Entre apontares de dedos, as ex-presas indicam os lugares em que ocupavam na Colônia, reconhecendo a Capela, as celas, o jardim. Abrir as janelas era um ato muitas vezes referenciado por elas como uma imagem forte em suas memórias, pois, na época, tinham grades decoradas, diferente das outras prisões. Lembram a disposição das camas, da mesa e do fogão que tinham dentro de um grande quadrado que lhes servia como cela. Falam do seu cotidiano, das freiras e padres com quem mantinham contato. Relembram das presas comuns,

das árvores frutíferas que se espalhavam pela Colônia Penal, que para elas muito se assemelhava a uma chácara.

Depois de caminharem pela a Colônia - pátio, celas, capela, jardim- a cena passa a ser filmada de dentro das celas e corredores, com as lentes voltadas para as portas. Neste momento, a narrativa tem como temática a saída da prisão.Suas vozes novamente tornam-se sonoras, contando como receberam as notícias de soltura da prisão, da saída para o exílio ou da transferência para outra prisão em suas cidades natais.

As vozes se intercalam e não fica claro para o expectador de quem é cada história. Não se consegue fazer a ligação entre o rosto e a voz, trazendo-nos a impressão de que aquela história pode ser de qualquer uma daquelas mulheres foco do documentário, mas também de outras que assumiram estes papéis políticos nos anos de ditadura.

É então uma história que se propõe coletiva, na tentativa de trazer uma representatividade não apenas para as ex-presas políticas do Bom Pastor, mas também para as várias outras militantes que possam se identificar com as memórias expostas no documentário, o que endossa a ideia de construção da memória coletiva desse grupo de mulheres, que se colocam pertencentes a uma mesma geração, ideia ligada a uma identidade ou grupo de identificação (HALL,2000).

Ainda dentro da Colônia Penal, onde tantas vezes tiveram que silenciar, onde o medo, a insegurança e o esquecimento lhes eram destinados, elas prestaram homenagem às companheiras e aos companheiros que foram assassinados nos porões da ditadura, tecendo uma teia com linha de lã vermelha, o vermelho que simboliza a militância política de esquerda, mas também o sangue nas torturas.

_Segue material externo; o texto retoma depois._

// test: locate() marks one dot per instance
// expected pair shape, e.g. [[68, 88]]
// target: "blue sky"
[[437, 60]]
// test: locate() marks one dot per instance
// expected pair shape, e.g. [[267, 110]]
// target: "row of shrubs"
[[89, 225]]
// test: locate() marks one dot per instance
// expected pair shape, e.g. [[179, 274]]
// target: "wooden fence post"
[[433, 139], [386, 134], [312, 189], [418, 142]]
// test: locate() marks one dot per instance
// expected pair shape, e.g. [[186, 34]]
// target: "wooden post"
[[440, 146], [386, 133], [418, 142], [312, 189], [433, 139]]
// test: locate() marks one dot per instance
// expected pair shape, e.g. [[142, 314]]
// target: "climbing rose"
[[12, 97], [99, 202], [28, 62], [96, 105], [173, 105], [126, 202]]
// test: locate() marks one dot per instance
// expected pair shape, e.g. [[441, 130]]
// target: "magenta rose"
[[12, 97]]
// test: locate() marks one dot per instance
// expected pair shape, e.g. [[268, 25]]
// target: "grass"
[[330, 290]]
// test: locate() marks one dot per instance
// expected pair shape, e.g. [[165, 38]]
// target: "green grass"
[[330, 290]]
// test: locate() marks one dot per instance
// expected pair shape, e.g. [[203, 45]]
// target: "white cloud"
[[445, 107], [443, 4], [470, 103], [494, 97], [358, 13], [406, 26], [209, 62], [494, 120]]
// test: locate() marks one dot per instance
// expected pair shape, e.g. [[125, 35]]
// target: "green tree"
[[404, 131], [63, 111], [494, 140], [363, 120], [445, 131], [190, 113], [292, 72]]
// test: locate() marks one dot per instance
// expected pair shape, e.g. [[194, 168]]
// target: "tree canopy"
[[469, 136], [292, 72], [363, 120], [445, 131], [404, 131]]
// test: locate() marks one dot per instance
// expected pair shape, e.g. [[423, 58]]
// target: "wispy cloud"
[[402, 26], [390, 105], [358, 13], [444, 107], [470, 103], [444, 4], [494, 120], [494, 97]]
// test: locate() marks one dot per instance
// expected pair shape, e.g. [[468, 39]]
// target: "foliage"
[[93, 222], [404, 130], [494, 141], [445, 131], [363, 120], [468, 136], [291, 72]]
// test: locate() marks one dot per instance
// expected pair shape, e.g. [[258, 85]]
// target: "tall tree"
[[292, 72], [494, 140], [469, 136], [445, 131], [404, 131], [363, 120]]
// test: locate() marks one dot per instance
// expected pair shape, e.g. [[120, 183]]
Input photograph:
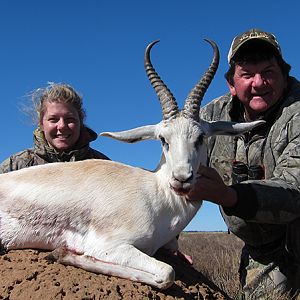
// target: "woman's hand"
[[210, 187]]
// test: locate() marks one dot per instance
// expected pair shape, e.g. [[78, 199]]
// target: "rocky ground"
[[26, 274]]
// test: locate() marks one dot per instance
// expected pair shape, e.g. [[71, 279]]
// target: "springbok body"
[[108, 217]]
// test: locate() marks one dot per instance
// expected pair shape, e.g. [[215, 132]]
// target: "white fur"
[[105, 216]]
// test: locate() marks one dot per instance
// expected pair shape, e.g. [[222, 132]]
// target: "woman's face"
[[61, 125]]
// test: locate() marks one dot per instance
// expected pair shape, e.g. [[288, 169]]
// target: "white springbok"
[[110, 218]]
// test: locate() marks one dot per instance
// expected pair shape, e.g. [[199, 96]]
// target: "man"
[[255, 178]]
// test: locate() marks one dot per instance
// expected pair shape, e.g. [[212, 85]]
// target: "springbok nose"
[[183, 177]]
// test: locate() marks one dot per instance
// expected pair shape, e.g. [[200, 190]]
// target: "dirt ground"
[[26, 274]]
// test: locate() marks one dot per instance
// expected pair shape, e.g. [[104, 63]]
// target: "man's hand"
[[210, 186]]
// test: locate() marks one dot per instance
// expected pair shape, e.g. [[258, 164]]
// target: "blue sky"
[[98, 46]]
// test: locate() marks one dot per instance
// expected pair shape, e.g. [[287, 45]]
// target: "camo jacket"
[[265, 208], [42, 153]]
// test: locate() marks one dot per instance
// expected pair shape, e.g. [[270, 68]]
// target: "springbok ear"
[[228, 128], [133, 135]]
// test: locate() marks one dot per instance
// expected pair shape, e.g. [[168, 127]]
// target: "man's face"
[[258, 86]]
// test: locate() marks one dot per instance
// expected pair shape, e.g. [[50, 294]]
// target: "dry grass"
[[216, 255]]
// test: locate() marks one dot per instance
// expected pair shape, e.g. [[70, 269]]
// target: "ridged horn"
[[193, 101], [166, 98]]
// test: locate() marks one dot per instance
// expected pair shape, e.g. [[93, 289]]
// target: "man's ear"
[[231, 89]]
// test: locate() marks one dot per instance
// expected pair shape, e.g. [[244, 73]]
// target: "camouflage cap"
[[251, 35]]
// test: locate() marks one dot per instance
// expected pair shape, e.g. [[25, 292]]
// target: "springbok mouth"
[[180, 191]]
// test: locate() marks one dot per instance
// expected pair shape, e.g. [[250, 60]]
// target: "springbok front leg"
[[124, 261]]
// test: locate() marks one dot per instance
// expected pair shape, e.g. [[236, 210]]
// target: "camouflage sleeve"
[[17, 161], [277, 197]]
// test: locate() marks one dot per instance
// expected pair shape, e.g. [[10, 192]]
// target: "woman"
[[61, 135]]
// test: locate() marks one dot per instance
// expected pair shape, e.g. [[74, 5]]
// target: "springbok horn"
[[192, 103], [166, 98]]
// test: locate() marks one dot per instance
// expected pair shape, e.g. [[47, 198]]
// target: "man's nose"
[[258, 80], [61, 123]]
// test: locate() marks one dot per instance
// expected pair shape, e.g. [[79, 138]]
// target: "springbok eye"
[[199, 141], [164, 143]]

FIGURA 34: Tecendo resistências

Fonte: Documentário Vou Contar para Meus Filhos(2011).

Dispostas de modo a formar um grande círculo como na ciranda, seguravam as vermelhas linhas e revezavam-se, proferindo os nomes de companheiras/os, enquanto as

demais respondiam com a palavra: ―PRESENTE‖. Em tons de segunda voz deste lamento, Maria do Socorro Diógenes cantava parte da música Mes hommes à moi,enfatizando os versos em destaque:

Mes hommes Mes hommes à moi

[...]

La nuit, je les entends qui marchent J'entends les noms, j'entends les voix De mes hommes

San Fuentes et sa chemise noire

Muerto!

Fernandez qui me doit trois cigares

Muerto!

El Frances qui était là par hasard

Muerto! Mes hommes Mes hommes à moi

Je jure sur le sang du monde

Qu'avant longtemps, sur votre tombe La liberté refleurira

Mes hommes

(GILBERT BÉCAUD, Mes hommes à moi, 1966)144.

Os nomes dos homens que aparecem na música acima foram trocados pelos nomes das companheiras e companheiros de militância. Desse modo, elas e eles foram lembrados. Suas mortes, ainda que por um instante, saíram do silêncio sepulcral para serem publicizadas no audiovisual, pondo em prática o compromisso do não deixar esquecer, compromisso dos vivos para com os mortos(SELINGMANN-SILVA, 2008).